We calculate the average error of completing volatility cube for 4 cases:
    
1) Temporal splitting. ATM vols are missed.

2) Temporal splitting. Only ATM vols are available.

3) Random splitting. ATM vols are missed.

4) Random splitting. Only ATM vols are available.

## Temporal splitting. ATM vols are missed.

In [1]:
import sys
sys.path.append('../..')  # to go to the main folder of the whole project

# Download the data
from src.data.vol.get_vol_cube_tenors_strikes_dates import get_vol_cube_tenors_strikes_dates
data, opt_tenors, swap_tenors, strikes, dates = get_vol_cube_tenors_strikes_dates()

# Normalize data
from src.data.vol.normalizer import Normalizer
normalizer = Normalizer()
data_norm = normalizer.normalize(data)

# Split train and test datasets
dataset_split_type = 'temporal_split'
from src.utils.get_train_test_datasets import get_train_test_datasets
data_norm_train, dates_train, data_norm_test, dates_test = get_train_test_datasets(data_norm,
                                                                                   dates,
                                                                                   type=dataset_split_type)

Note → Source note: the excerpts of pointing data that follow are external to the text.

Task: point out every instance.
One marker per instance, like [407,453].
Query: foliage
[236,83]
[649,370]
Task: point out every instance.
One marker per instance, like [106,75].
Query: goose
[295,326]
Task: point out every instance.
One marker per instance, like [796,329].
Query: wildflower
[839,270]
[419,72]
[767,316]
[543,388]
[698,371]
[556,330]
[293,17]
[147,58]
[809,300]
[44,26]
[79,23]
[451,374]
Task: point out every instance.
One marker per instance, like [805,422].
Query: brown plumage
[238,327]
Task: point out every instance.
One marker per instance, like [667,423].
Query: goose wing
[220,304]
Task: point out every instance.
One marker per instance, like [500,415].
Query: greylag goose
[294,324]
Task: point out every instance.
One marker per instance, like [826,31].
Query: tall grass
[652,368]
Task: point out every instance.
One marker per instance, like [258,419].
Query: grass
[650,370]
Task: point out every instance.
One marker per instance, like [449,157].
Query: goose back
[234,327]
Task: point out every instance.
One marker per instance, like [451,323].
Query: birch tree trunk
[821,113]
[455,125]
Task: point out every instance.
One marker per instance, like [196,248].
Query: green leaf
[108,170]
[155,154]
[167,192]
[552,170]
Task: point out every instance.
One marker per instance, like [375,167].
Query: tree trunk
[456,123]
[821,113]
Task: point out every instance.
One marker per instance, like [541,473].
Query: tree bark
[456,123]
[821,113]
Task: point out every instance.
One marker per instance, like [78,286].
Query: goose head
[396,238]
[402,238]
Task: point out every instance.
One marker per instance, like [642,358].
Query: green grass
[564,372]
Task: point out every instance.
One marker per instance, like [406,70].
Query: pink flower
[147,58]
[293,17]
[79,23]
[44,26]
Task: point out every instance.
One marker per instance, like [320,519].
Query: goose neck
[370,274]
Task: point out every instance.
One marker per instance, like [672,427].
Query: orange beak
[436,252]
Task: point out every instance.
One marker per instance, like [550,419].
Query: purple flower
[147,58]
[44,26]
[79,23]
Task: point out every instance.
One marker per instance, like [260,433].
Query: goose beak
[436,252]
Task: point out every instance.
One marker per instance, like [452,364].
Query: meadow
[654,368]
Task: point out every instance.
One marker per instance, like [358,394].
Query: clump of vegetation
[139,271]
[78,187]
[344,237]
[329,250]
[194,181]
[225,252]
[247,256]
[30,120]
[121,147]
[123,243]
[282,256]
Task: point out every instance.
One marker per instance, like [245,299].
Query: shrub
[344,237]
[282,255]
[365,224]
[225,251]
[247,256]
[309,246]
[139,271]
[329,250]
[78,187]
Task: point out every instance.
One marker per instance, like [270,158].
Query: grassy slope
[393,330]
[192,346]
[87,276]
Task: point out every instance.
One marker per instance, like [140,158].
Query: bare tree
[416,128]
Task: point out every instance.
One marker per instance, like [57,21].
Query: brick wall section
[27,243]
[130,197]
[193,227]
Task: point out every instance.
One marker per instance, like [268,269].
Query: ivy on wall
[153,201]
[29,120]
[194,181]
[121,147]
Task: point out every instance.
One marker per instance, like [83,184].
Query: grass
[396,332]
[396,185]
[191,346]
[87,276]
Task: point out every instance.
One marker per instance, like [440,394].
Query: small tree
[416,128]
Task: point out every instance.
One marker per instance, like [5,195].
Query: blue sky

data_train = normalizer.denormalize(data_norm_train)
data_test = normalizer.denormalize(data_norm_test)

##### Load best model for temporal splitting

In [2]:
from src.utils.load_model_and_history import load_model_and_history

NAME = 'vae_van_leaky_3_128_48_3000ep_bat16_3e-4'
vae, history = load_model_and_history(NAME,
                                      data_type='vol')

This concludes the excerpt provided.